I cut my teeth on the Atari/Notator system in the early '90s, and could complete a full high school band arrangement in little more time than it took to actually play the parts on the keyboard. The printed output was not bad, either, considering the general state of WYSWYG software of the day. The palette was surprisingly sophisticated, and the software made ingenious use of the limited resources of the system to keep the whole package under 720kb. Atari were brilliant in that they made the MIDI interface an integral part of the computer itself, not an add-on piece of hardware. The Motorola CPUs of the day were also more accurate in terms of timing than the available Intel architecture. To be sure, some of the editing features that I like best about Musescore are very similar to the score page of Notator.

Do I wish that Musescore had a fully-integrated MIDI module? Not really. Musescore does what it does very well. It creates scores of outstanding quality. I see no need for it to do more. I do wish that someone had cracked the mystery of the Notator .SON file format, or that I had had the foresight to convert my many compositions to MIDI format while 720k disks were still readable on more modern computer platforms.

End of rant... just trying to show MIDI some respect.

Cheers,
Tom

In reply to by toffle

I too started on Notator long ago, and agree it showed what was possible. But it also showed limitations that have not been overcome in the 25 years or so since it came out. As I said above, MIDI works fine for simple single-note lines, but not so much for actual keybiard music. And also, by talking about "nuanced performance", you're talking about something that really has nothing to do with the purpose of MuseScore. The purpose is to create good readable notation, not a nuanced performance. If your goal is about the performance as opposed to the notation, then indeed MIDI is well suited, but maybe MuseScore is not - you'd be better off working in a sequencer. So I was assuming the goal was a good looking score, not a nuanced performance.

Anyow, as I have already acknowledged, for inputting single note lines - especially ones that you have thought through in advance and play along carefully play carefully to a click track - sure, MIDI works.

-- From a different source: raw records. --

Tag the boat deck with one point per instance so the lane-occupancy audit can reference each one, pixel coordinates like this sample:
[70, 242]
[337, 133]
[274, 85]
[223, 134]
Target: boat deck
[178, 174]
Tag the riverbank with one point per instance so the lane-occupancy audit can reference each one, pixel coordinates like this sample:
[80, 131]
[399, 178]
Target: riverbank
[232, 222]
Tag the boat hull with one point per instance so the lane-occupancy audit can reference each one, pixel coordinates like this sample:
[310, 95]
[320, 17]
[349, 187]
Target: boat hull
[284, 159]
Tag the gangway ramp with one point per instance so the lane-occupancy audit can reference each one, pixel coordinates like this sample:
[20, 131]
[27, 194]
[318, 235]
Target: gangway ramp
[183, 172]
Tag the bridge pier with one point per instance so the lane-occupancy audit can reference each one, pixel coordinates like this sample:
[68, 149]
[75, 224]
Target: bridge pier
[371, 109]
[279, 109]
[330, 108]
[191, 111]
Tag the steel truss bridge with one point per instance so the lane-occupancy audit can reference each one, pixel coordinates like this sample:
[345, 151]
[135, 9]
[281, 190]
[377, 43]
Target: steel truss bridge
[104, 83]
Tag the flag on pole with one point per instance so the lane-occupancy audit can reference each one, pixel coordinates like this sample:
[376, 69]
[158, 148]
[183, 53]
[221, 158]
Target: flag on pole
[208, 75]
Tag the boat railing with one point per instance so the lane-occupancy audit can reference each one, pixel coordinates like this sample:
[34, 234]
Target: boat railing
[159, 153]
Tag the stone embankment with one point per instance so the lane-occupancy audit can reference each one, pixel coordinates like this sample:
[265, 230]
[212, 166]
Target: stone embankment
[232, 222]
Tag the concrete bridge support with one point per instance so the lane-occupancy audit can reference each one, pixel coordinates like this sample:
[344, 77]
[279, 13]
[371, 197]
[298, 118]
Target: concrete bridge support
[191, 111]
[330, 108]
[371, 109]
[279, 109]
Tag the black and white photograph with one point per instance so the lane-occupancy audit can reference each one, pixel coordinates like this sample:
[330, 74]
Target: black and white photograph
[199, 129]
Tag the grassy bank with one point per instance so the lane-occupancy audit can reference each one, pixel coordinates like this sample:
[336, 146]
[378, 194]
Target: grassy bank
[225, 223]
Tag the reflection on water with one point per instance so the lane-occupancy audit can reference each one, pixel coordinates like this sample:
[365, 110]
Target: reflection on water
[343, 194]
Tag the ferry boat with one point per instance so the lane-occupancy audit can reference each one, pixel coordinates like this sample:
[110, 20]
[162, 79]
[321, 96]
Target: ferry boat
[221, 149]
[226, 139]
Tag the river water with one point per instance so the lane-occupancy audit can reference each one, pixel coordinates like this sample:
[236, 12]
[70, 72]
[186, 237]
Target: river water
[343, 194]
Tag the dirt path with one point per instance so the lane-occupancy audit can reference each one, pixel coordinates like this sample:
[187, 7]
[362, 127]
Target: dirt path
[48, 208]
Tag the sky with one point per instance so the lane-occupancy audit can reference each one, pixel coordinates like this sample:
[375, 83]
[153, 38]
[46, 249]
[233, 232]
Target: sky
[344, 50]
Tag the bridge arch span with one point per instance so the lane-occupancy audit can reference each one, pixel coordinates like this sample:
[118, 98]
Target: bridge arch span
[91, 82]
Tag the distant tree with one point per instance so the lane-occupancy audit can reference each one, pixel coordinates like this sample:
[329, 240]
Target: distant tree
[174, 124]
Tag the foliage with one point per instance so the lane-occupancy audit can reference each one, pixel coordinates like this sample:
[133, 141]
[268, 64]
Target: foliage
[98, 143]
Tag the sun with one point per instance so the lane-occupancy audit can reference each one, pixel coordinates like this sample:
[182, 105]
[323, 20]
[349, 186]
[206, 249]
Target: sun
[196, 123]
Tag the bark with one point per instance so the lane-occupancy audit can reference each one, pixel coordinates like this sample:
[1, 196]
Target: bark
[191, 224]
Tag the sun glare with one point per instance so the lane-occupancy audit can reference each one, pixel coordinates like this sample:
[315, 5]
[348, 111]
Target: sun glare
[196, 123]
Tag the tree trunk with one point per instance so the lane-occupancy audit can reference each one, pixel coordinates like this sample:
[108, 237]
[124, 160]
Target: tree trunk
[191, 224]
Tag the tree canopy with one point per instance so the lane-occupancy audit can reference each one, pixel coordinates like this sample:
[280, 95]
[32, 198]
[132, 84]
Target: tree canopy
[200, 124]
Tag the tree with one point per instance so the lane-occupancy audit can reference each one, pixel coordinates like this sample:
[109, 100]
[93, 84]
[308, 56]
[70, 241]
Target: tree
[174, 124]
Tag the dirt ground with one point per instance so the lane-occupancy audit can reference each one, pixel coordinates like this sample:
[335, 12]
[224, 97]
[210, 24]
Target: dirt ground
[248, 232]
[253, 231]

It's not really any faster on average than steptime input, but no worse either. Some lines can be played in faster than they can be typed, but the reverse is just as surely true, making it about a wash in the long run. For producing a big band score - which is after all, a series of single note lines, some of which may be of the character where playing is slitly more efficient, others of the opposite character - MIDI input is about as good as any other form of input.

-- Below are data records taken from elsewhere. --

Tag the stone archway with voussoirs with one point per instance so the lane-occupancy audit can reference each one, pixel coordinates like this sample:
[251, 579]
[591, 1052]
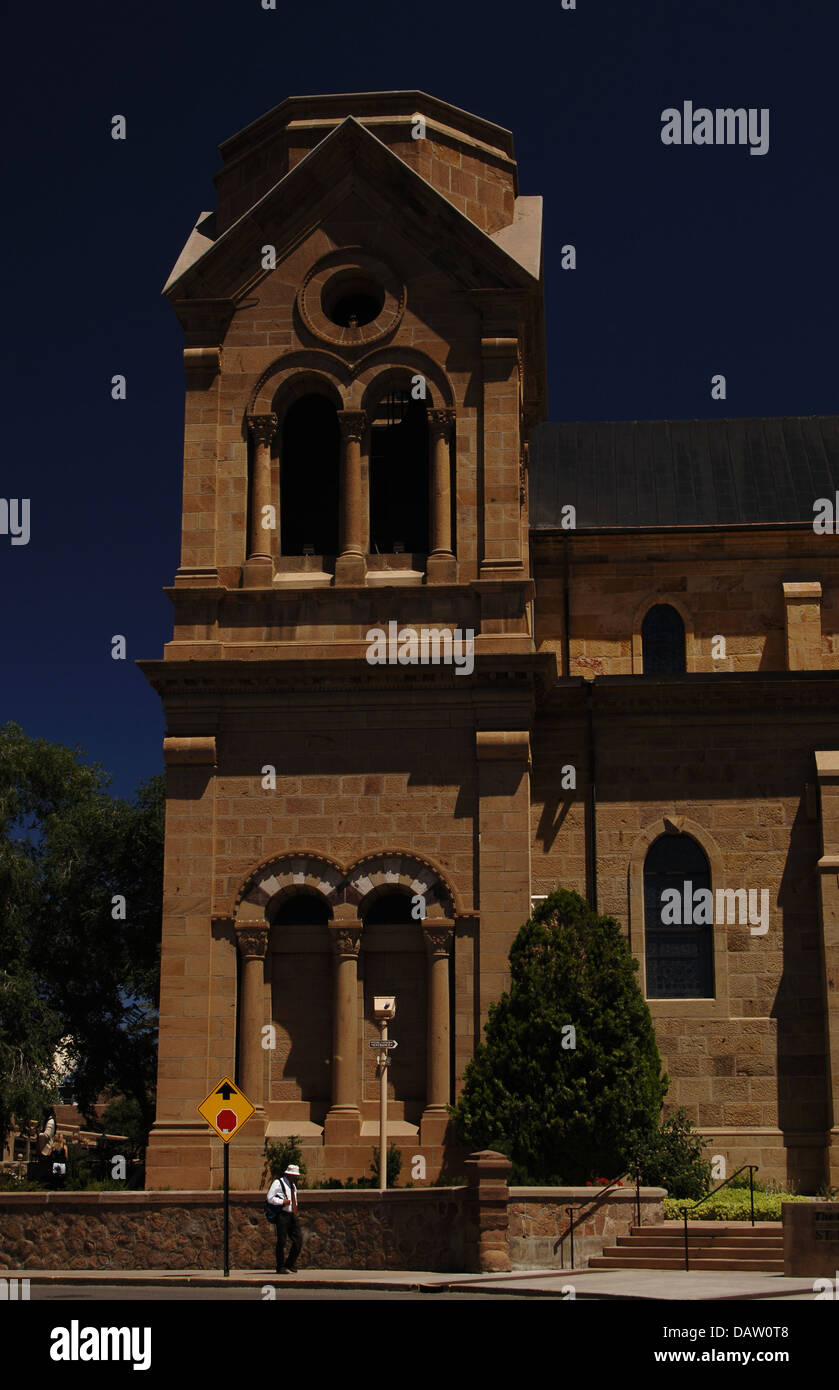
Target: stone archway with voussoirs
[345, 887]
[346, 890]
[677, 824]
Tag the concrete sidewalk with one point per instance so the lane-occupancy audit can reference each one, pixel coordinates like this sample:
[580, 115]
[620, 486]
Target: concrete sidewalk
[713, 1286]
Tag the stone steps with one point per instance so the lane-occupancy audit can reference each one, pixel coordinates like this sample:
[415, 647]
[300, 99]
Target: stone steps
[711, 1246]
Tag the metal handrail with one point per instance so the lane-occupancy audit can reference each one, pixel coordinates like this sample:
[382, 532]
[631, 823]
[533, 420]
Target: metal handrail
[572, 1223]
[685, 1209]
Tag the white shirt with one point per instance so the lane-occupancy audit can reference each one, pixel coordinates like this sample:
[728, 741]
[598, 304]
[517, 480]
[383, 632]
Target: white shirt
[279, 1193]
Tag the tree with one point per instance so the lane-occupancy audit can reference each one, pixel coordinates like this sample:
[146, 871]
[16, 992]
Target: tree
[81, 890]
[570, 1073]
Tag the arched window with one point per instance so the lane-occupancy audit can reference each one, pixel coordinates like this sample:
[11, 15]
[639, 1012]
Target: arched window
[393, 961]
[303, 909]
[302, 994]
[678, 920]
[399, 476]
[663, 641]
[309, 477]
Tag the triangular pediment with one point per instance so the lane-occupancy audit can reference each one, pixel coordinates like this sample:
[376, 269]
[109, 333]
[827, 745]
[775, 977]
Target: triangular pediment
[349, 168]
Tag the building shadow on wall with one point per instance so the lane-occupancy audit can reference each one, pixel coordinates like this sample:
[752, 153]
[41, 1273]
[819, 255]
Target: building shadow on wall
[799, 1009]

Note I'm not talking about a specific personality trait that might happen to allow some given user to feel more "spontaneous" when playing a MIDi keyboard versus typing on a computer keyboard or, god forbid, clicking - I'm talking the actual reality of how efficient the input method is. Although of course, if you're playing a well-thought-out line carefully along with a click track, that's not really being particularly "spontaneous".

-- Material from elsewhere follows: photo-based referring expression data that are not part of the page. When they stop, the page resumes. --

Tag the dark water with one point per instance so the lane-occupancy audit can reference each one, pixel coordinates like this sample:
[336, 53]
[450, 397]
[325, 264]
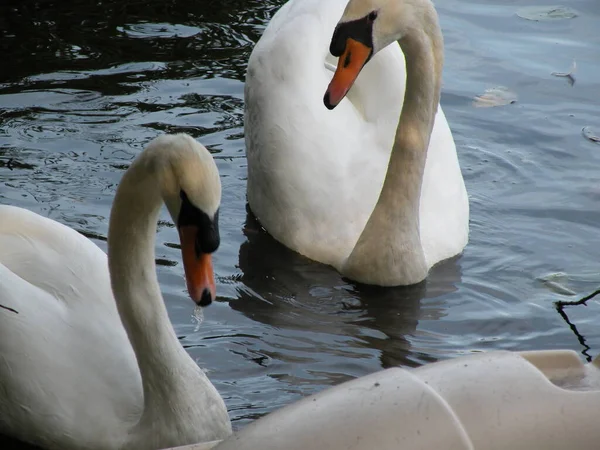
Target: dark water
[84, 85]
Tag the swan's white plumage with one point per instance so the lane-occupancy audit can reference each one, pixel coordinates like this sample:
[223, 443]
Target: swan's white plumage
[315, 175]
[69, 377]
[57, 281]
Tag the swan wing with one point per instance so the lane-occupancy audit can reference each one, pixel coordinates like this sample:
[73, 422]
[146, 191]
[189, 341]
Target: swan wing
[66, 363]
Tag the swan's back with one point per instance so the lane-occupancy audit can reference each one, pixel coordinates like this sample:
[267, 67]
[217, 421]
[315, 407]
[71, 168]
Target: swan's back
[61, 348]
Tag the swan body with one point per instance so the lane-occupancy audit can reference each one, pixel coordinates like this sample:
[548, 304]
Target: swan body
[88, 357]
[315, 176]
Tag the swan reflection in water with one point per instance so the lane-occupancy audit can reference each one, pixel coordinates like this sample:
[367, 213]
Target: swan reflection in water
[310, 301]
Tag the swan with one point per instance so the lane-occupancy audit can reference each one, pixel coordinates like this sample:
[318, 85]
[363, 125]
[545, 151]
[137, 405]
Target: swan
[381, 200]
[88, 356]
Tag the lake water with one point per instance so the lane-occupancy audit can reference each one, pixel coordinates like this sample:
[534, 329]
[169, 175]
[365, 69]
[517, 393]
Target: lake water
[84, 85]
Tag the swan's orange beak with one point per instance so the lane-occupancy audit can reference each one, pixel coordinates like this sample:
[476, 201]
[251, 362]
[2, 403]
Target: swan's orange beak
[350, 64]
[199, 274]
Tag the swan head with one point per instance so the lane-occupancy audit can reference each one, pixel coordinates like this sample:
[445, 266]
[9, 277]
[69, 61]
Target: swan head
[366, 27]
[191, 189]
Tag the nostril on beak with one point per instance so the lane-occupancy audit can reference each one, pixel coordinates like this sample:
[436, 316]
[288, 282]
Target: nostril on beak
[206, 298]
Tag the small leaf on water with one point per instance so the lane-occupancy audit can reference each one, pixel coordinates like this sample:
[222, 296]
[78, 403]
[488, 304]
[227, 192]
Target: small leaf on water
[496, 96]
[541, 13]
[570, 75]
[590, 135]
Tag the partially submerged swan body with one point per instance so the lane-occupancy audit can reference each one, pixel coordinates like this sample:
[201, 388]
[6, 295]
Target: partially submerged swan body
[88, 356]
[316, 177]
[535, 400]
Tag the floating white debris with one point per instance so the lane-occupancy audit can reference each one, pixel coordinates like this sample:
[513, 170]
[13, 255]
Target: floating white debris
[198, 317]
[570, 74]
[496, 96]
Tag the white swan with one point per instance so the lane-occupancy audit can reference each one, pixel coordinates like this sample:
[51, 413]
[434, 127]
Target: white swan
[81, 369]
[315, 176]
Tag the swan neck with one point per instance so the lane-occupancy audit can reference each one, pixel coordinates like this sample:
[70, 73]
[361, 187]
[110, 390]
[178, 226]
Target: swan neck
[389, 251]
[132, 230]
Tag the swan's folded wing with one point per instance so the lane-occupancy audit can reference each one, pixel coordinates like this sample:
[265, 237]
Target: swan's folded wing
[53, 257]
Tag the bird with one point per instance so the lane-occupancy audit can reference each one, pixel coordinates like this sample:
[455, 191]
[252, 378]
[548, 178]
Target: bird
[373, 188]
[88, 356]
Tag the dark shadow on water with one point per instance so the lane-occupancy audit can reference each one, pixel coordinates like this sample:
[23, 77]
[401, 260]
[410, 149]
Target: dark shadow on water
[299, 294]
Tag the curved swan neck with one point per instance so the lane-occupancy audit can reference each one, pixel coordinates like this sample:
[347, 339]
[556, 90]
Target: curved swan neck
[164, 365]
[389, 250]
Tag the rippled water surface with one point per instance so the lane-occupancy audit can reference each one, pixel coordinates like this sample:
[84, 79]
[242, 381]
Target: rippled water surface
[85, 85]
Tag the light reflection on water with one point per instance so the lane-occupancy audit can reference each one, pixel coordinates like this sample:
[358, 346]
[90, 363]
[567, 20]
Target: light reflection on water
[77, 107]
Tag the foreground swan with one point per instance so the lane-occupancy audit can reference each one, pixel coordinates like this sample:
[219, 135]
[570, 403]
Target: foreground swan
[315, 176]
[535, 400]
[73, 375]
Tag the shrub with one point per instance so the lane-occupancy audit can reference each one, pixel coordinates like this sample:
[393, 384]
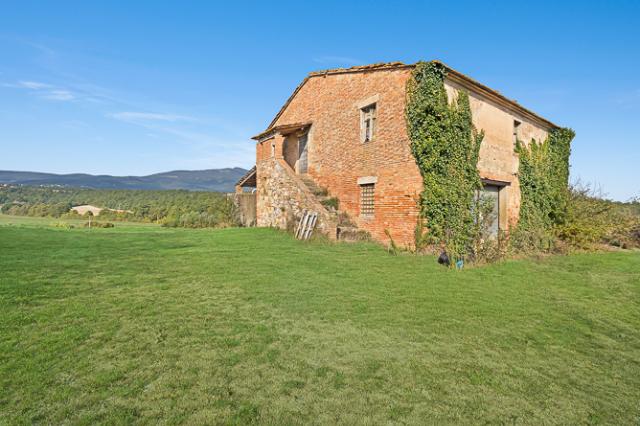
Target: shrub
[98, 225]
[331, 203]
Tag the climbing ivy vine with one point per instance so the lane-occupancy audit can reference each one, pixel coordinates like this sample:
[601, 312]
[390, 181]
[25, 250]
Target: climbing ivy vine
[544, 180]
[446, 148]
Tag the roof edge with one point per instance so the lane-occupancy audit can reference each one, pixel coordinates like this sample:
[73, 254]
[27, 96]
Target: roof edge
[452, 74]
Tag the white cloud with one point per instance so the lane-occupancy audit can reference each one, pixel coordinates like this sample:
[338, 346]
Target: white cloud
[33, 85]
[59, 95]
[44, 90]
[130, 116]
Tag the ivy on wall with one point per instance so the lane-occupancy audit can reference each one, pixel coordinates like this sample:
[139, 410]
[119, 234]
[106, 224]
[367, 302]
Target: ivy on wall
[446, 149]
[544, 181]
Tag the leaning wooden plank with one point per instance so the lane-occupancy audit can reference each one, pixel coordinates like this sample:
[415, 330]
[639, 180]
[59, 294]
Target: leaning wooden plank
[305, 222]
[310, 225]
[299, 227]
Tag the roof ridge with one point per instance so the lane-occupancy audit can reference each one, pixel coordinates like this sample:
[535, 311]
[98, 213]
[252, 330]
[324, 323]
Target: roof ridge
[358, 68]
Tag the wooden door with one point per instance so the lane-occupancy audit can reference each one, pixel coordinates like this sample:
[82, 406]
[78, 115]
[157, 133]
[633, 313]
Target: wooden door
[303, 153]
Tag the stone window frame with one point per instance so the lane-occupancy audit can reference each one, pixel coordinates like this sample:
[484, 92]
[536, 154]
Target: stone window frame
[367, 186]
[368, 112]
[517, 125]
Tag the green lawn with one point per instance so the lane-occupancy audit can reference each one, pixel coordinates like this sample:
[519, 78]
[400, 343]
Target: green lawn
[146, 324]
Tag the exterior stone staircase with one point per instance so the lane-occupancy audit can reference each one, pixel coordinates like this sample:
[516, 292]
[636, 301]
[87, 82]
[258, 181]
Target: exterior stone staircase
[346, 230]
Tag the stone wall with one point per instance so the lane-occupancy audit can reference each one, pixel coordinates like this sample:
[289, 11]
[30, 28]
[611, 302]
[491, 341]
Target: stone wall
[282, 197]
[338, 158]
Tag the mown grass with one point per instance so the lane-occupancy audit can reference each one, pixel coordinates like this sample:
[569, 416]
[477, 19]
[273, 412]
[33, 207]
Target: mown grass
[145, 324]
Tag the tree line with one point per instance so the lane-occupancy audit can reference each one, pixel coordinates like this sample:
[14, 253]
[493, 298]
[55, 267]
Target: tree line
[180, 208]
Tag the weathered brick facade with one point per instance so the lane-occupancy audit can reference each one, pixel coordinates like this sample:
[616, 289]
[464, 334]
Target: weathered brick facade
[328, 105]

But my comments were not about carefully playing a well-thought-out line along with a click track at all. They were about my perception that the OP just wanted to mess around - presumably with both hands - and have MuseScore magically turn that into readable two staff piano notation. Maybe that's not the case here, but it was not obvious, and this *is* a commonly expressed expectation. So I felt it important to interject some reality.

Within its limitations, sure, MIDI works.